In medieval times the counties of Lüchow and Dannenberg occupied the area (from the early 12th century on). These counties were originally Slavic states that lost their independence to the Duchy of Brunswick-Lüneburg in the beginning of the 14th century.

The area was ruled by Lüneburg until 1705 and became then a part of the Electorate of Hanover. When the Kingdom of Hanover was annexed by Prussia (1866), the districts of Lüchow and Dannenberg were established within the new Province of Hanover.

In 1932 the two districts of Lüchow and Dannenberg were merged into the current district with Dannenberg as capital.

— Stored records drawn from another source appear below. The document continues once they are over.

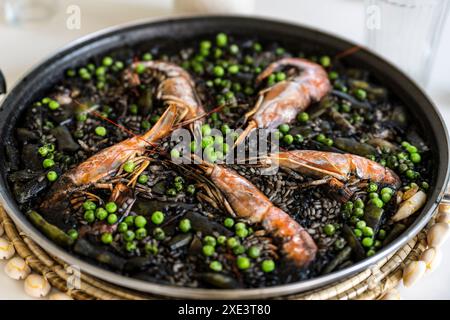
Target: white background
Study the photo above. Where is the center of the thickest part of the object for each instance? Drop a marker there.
(22, 47)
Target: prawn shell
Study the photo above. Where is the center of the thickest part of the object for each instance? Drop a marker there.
(6, 249)
(36, 286)
(413, 272)
(17, 268)
(438, 234)
(410, 206)
(443, 217)
(432, 257)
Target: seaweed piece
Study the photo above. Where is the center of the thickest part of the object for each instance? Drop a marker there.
(341, 257)
(354, 243)
(85, 248)
(50, 230)
(373, 216)
(394, 233)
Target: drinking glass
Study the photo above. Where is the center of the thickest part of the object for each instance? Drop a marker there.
(406, 32)
(21, 11)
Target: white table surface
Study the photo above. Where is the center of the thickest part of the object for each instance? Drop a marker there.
(22, 47)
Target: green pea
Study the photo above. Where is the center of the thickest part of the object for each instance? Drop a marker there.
(175, 153)
(209, 240)
(184, 225)
(107, 61)
(243, 262)
(280, 76)
(143, 179)
(298, 138)
(129, 166)
(232, 243)
(48, 163)
(218, 71)
(73, 234)
(112, 218)
(107, 238)
(358, 212)
(329, 229)
(370, 253)
(367, 242)
(101, 214)
(359, 203)
(140, 68)
(215, 266)
(325, 61)
(100, 131)
(267, 266)
(89, 216)
(221, 239)
(172, 192)
(89, 205)
(233, 69)
(130, 246)
(242, 233)
(303, 117)
(111, 207)
(358, 233)
(122, 227)
(361, 94)
(284, 128)
(221, 39)
(129, 235)
(373, 195)
(129, 221)
(386, 197)
(382, 234)
(208, 250)
(321, 137)
(387, 190)
(415, 157)
(377, 202)
(228, 222)
(372, 187)
(159, 234)
(53, 105)
(254, 252)
(141, 233)
(52, 176)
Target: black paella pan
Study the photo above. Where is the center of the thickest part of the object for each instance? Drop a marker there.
(46, 74)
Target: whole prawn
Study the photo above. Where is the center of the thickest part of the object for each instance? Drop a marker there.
(103, 164)
(175, 87)
(282, 102)
(340, 168)
(250, 203)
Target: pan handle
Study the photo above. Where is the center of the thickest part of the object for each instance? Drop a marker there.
(2, 84)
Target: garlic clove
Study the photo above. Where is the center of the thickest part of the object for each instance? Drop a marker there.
(392, 294)
(413, 272)
(443, 217)
(6, 249)
(17, 269)
(432, 258)
(437, 234)
(410, 206)
(444, 208)
(36, 286)
(59, 296)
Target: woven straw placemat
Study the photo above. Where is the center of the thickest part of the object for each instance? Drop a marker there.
(372, 283)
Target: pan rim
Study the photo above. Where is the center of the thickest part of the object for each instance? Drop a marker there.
(199, 293)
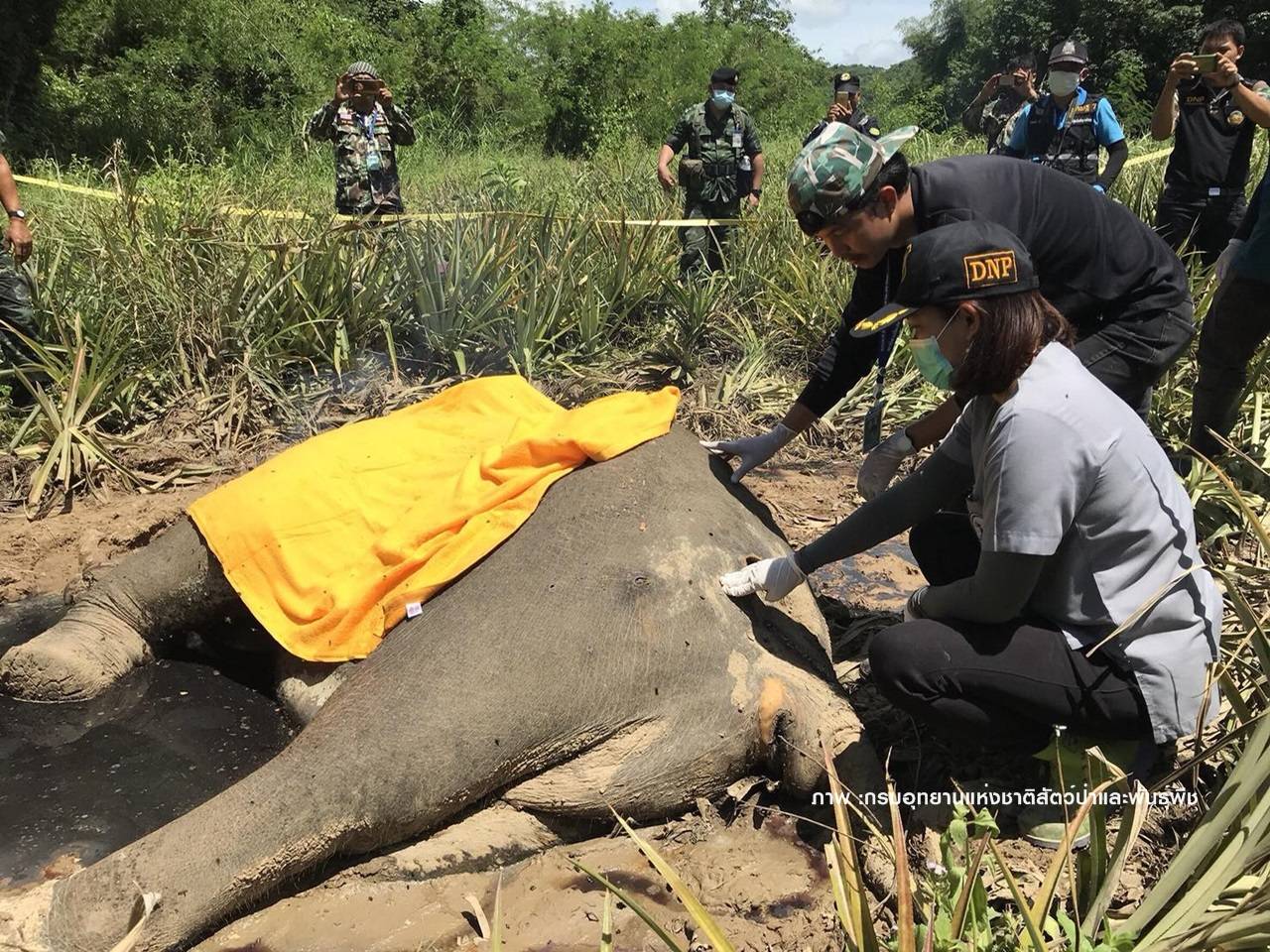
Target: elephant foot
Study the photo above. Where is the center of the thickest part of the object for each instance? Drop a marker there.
(73, 660)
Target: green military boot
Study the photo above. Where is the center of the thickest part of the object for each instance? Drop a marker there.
(1046, 824)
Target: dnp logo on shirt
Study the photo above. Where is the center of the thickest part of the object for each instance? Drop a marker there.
(991, 268)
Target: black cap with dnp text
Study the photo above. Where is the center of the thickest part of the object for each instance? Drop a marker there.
(955, 263)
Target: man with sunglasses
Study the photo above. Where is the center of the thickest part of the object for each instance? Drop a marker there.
(1105, 271)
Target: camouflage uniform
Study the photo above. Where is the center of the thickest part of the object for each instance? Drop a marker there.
(996, 121)
(359, 188)
(16, 306)
(717, 150)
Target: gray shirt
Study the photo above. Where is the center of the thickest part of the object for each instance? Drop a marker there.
(1065, 468)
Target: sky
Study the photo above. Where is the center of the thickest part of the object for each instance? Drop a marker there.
(841, 31)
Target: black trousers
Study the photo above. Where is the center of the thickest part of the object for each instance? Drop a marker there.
(1237, 324)
(997, 685)
(1205, 223)
(1130, 356)
(17, 309)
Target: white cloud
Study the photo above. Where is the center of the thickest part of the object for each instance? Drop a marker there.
(839, 31)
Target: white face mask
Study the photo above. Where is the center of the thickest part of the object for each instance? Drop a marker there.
(1064, 84)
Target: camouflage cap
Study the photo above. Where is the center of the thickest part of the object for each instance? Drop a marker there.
(362, 68)
(835, 168)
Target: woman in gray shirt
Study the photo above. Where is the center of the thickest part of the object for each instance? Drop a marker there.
(1067, 521)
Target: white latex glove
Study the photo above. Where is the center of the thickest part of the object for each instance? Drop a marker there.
(912, 607)
(772, 578)
(753, 451)
(880, 465)
(1223, 261)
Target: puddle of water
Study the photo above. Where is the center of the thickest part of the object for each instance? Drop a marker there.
(87, 778)
(846, 583)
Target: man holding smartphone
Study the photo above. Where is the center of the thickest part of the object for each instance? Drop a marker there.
(846, 108)
(998, 104)
(1213, 112)
(366, 127)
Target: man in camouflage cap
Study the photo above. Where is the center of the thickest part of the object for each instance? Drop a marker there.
(366, 127)
(1105, 271)
(993, 112)
(846, 108)
(722, 169)
(16, 307)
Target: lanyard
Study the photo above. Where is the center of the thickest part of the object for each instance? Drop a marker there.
(885, 343)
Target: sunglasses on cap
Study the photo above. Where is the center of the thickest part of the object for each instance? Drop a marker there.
(811, 221)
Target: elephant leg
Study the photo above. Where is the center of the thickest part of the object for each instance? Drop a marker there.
(113, 627)
(304, 685)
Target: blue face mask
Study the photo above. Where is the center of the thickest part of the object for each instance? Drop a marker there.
(931, 362)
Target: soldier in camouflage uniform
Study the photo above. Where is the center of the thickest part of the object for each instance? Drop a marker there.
(722, 169)
(846, 108)
(16, 307)
(993, 112)
(366, 127)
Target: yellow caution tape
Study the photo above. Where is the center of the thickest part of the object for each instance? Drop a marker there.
(1147, 158)
(241, 211)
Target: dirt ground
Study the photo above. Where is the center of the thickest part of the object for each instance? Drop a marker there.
(761, 875)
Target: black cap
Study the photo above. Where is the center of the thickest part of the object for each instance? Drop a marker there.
(955, 262)
(1070, 51)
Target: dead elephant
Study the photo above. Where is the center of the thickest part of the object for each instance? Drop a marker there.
(590, 660)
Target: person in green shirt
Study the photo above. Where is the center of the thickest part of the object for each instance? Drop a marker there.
(1237, 325)
(721, 172)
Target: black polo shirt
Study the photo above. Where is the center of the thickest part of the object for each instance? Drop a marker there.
(1213, 140)
(1096, 261)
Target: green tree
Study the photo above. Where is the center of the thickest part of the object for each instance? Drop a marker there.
(771, 16)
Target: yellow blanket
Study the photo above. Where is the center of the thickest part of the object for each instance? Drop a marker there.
(330, 542)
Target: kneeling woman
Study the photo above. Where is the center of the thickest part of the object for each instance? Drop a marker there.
(1064, 520)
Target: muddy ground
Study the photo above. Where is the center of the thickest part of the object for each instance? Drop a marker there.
(758, 871)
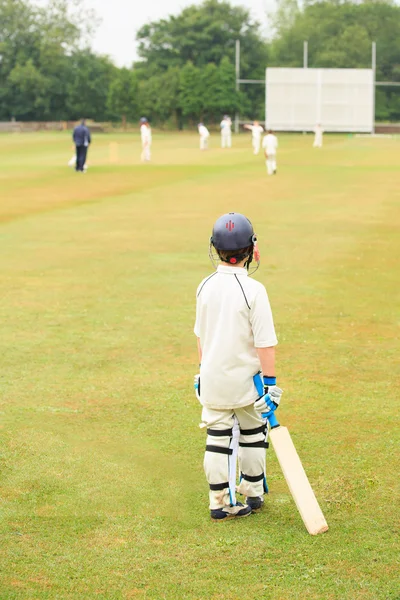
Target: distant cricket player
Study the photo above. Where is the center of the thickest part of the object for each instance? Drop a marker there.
(270, 145)
(226, 132)
(82, 140)
(204, 135)
(318, 136)
(236, 340)
(256, 131)
(145, 134)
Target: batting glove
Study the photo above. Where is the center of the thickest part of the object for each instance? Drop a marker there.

In 1951 the seat of the administration was moved to Lüchow.

Current issues

Since the end of the 1990s the financial problems of the municipalities in the district grew more and more severe. To save money spent for administration a major municipal reform is currently discussed. The two most likely outcomes of the reform will be either a conversion of the district to an urban district, in which the 27 municipalities will then become boroughs of one town. The other discussed solution is the merger into two Samtgemeinden. The dissolution of the district and inclusion of the two remaining Samtgemeinden into the districts of Lüneburg and Uelzen are also discussed.

Geography

The district is named for the two main towns. It is better known as the Wendland, a designation referring to the Slavic people of the Wends from Obotrite tribe Drevani, who lived there till the 18th century — the last known user of the local dialect of Polabian language died in 1752. The landscape is characterised by riverside woodlands along the Elbe river and a hilly countryside.